One of our students, Pamela, from Seattle showed us the AMAZING shoes she created to go with one of her costumes (photos above on the left). She made them on the way to Costume College. Let me say that again, she made them ON THE WAY TO COSTUME COLLEGE. They are completely mind-blowing. Not only did she make fabulous shoes and marvelous costumes, but created the most epic hat I saw all weekend. (It was also the biggest hat at the event!) She said it is in six parts and has to be assembled. STELLAR!
Margot and I also introduced two new products at Costume College this year.
The Sassy Feet! Mixable-Colors Kit of Neopaque Paints contains the 5 basic shades you need to mix any color, a visual mixing guide with recipes for mixing 18 different colors, including neutrals, PLUS advice on how to mix custom colors, and a 2 oz. bottle of clear acrylic sealer for adding extra protection and bringing a bright shine to the surface of your painted areas. The more coats, the shinier your finish will be. Over the BLACK paint, 3-4 coats will make your shoes or bag look exactly like patent leather!
The Sassy Feet!
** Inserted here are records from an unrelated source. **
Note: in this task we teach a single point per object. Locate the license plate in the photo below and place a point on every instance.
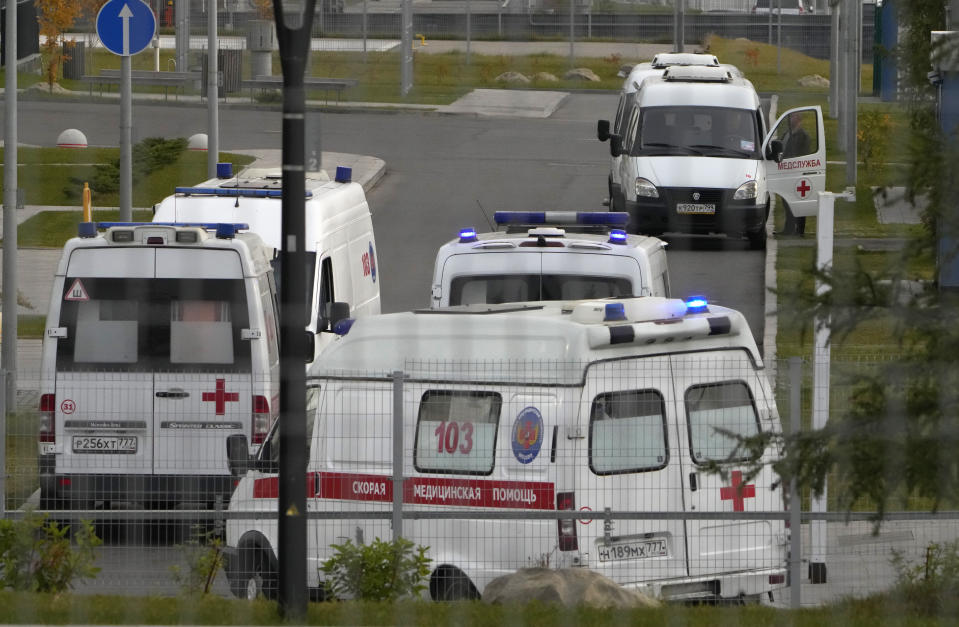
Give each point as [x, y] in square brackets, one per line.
[109, 444]
[637, 549]
[688, 208]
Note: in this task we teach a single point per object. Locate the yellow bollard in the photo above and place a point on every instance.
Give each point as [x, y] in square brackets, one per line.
[87, 203]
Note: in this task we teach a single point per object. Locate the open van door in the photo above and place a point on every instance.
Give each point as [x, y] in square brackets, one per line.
[795, 153]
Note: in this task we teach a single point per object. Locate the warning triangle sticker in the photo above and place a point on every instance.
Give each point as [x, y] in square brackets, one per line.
[77, 292]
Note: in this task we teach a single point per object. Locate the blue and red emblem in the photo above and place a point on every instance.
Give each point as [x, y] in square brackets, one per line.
[527, 435]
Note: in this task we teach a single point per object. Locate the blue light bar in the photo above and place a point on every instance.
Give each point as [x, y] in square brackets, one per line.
[617, 236]
[696, 304]
[232, 192]
[592, 218]
[210, 226]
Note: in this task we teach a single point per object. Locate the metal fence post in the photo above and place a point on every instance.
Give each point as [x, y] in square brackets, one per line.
[397, 454]
[795, 504]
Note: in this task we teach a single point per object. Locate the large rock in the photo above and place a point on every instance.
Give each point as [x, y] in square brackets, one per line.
[512, 78]
[570, 587]
[814, 80]
[581, 74]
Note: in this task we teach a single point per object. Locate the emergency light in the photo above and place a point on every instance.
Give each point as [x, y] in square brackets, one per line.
[233, 192]
[592, 218]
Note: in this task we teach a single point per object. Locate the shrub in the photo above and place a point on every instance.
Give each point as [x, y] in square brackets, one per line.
[36, 554]
[381, 571]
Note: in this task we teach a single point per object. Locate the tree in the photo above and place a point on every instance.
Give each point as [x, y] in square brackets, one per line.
[900, 433]
[55, 18]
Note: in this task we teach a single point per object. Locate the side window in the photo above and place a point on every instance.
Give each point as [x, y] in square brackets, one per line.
[799, 134]
[627, 432]
[717, 413]
[456, 432]
[326, 286]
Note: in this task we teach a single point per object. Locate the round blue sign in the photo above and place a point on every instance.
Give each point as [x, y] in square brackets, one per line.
[126, 27]
[527, 435]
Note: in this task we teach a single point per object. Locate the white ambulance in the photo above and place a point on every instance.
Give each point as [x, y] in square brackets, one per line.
[696, 157]
[549, 255]
[343, 275]
[161, 341]
[614, 406]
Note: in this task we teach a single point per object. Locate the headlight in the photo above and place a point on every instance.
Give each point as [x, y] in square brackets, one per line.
[746, 191]
[645, 189]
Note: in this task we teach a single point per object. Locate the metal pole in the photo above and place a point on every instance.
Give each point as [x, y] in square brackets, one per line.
[182, 8]
[406, 62]
[397, 454]
[8, 347]
[293, 32]
[851, 127]
[212, 93]
[795, 504]
[126, 139]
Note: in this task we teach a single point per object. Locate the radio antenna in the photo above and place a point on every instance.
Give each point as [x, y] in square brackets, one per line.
[485, 215]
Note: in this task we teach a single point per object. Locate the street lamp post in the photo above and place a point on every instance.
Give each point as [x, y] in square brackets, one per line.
[294, 21]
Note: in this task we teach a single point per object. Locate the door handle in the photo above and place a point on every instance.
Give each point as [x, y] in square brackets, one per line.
[174, 393]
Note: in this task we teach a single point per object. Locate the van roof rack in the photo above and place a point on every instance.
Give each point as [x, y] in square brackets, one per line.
[697, 73]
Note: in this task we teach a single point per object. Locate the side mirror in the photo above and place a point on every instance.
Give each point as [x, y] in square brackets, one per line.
[615, 145]
[331, 314]
[774, 150]
[602, 130]
[238, 454]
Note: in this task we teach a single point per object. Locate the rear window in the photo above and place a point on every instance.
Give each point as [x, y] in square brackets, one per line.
[456, 432]
[627, 432]
[154, 324]
[467, 290]
[718, 415]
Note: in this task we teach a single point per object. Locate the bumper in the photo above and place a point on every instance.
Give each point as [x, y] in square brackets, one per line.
[86, 491]
[732, 217]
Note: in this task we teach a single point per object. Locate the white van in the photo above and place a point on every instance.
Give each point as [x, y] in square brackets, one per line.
[615, 406]
[160, 342]
[549, 255]
[343, 275]
[634, 81]
[697, 157]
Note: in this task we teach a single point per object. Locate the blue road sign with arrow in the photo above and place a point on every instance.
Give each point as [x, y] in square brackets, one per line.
[126, 27]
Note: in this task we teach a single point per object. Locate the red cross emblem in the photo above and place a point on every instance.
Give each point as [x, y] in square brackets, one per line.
[737, 492]
[221, 397]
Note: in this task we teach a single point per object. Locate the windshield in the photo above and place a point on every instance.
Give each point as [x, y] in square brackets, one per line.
[697, 131]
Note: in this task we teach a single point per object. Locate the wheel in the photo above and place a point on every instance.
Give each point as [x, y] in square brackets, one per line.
[449, 584]
[257, 577]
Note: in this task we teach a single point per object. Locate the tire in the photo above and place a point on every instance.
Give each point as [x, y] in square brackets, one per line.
[450, 584]
[257, 576]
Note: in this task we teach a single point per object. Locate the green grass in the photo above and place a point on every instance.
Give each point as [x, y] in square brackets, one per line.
[122, 610]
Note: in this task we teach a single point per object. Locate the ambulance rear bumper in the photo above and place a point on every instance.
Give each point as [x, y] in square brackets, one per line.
[87, 491]
[716, 587]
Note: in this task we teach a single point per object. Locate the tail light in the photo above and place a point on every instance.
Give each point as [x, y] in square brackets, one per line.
[566, 526]
[261, 418]
[48, 403]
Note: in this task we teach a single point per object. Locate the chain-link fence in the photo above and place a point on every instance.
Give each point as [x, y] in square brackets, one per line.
[607, 466]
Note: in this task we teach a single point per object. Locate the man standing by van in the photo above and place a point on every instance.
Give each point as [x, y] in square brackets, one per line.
[795, 144]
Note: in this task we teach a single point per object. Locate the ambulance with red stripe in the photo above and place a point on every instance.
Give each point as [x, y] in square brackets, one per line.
[160, 341]
[515, 414]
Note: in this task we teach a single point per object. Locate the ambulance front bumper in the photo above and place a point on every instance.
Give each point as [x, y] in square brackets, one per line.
[659, 215]
[86, 491]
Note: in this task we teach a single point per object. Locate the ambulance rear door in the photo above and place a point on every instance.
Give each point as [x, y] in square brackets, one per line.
[203, 379]
[719, 394]
[628, 464]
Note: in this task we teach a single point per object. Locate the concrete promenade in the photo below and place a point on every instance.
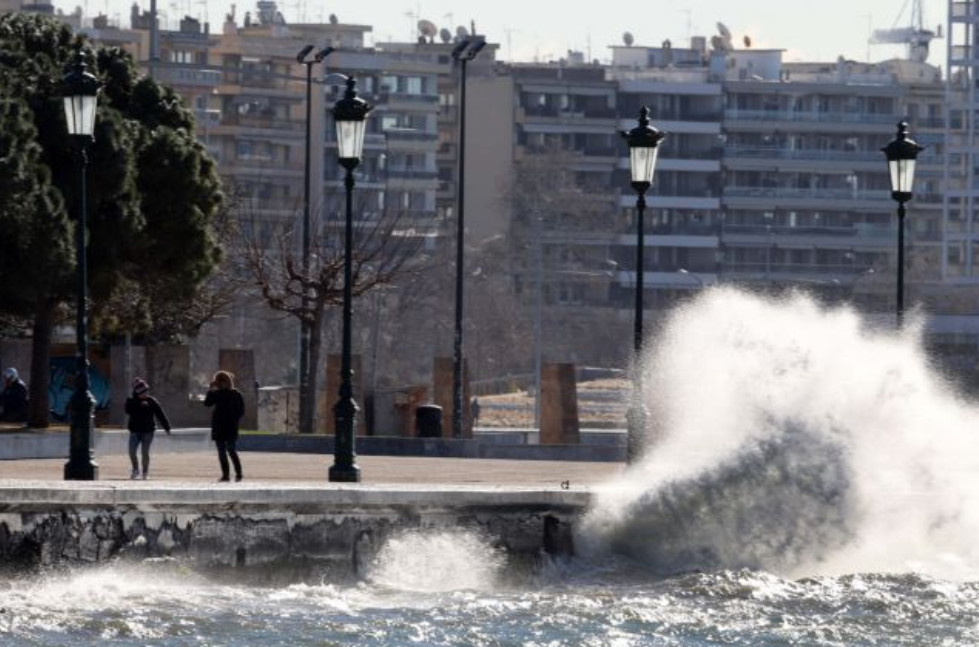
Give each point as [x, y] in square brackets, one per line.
[271, 469]
[285, 515]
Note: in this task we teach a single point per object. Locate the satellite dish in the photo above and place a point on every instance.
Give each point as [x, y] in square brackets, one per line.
[427, 28]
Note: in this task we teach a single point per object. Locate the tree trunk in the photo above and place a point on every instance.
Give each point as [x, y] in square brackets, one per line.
[315, 344]
[38, 416]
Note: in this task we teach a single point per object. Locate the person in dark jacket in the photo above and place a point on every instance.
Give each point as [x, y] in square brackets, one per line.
[143, 411]
[13, 397]
[229, 407]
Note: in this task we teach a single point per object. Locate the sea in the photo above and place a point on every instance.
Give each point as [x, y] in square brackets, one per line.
[809, 477]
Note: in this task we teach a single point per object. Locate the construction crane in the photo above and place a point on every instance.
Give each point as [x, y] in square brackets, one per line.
[915, 36]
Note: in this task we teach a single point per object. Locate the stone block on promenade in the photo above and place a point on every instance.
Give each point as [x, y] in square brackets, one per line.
[443, 376]
[241, 363]
[329, 399]
[278, 409]
[559, 405]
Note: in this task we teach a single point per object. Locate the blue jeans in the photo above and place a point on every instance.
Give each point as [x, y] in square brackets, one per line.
[227, 448]
[137, 439]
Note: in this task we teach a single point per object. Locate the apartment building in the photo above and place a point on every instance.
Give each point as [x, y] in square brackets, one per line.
[771, 175]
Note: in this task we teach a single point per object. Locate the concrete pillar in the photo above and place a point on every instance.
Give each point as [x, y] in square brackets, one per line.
[168, 374]
[559, 405]
[333, 363]
[443, 375]
[240, 362]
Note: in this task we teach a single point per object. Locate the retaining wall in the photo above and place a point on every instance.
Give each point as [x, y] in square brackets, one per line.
[302, 531]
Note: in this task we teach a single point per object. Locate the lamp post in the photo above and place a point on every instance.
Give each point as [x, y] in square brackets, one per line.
[80, 102]
[901, 154]
[350, 114]
[464, 51]
[643, 141]
[306, 407]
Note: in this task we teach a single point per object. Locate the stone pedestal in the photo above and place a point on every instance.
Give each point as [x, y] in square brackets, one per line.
[278, 409]
[241, 364]
[332, 379]
[559, 405]
[443, 374]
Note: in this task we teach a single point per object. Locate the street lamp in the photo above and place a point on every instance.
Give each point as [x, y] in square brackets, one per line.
[81, 91]
[643, 141]
[350, 114]
[464, 51]
[901, 154]
[306, 407]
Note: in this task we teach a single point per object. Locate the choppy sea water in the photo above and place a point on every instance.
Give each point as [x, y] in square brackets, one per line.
[122, 606]
[808, 481]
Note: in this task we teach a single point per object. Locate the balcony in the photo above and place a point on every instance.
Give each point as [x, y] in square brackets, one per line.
[411, 173]
[773, 152]
[806, 193]
[808, 117]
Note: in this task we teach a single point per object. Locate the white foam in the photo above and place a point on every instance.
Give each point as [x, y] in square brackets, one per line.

Fabri-Kit includes two tutorials on two different techniques for covering shoes with fabric, a bottle of the clear-drying flexible glue we recommend for attaching fabric to shoes of leather, man-made leather or fabric, a mini silicone gluing and craft mat, six mini-clamps for holding fabric in place while the glue sets up, and tailor's chalk for marking the fabric before you cut.
Both kits were very well received!
We had a fabulous time doing color consulting …
… getting hands-on and dirty in class …
… coveting some Alexander Henry fabric …
… and hanging out with some real jokers! (The comic book effect in the photo above is intentional!)
Now that my sore muscles have stopped aching, my energy has returned, and life is back to normal, I cannot wait to see you all again next year!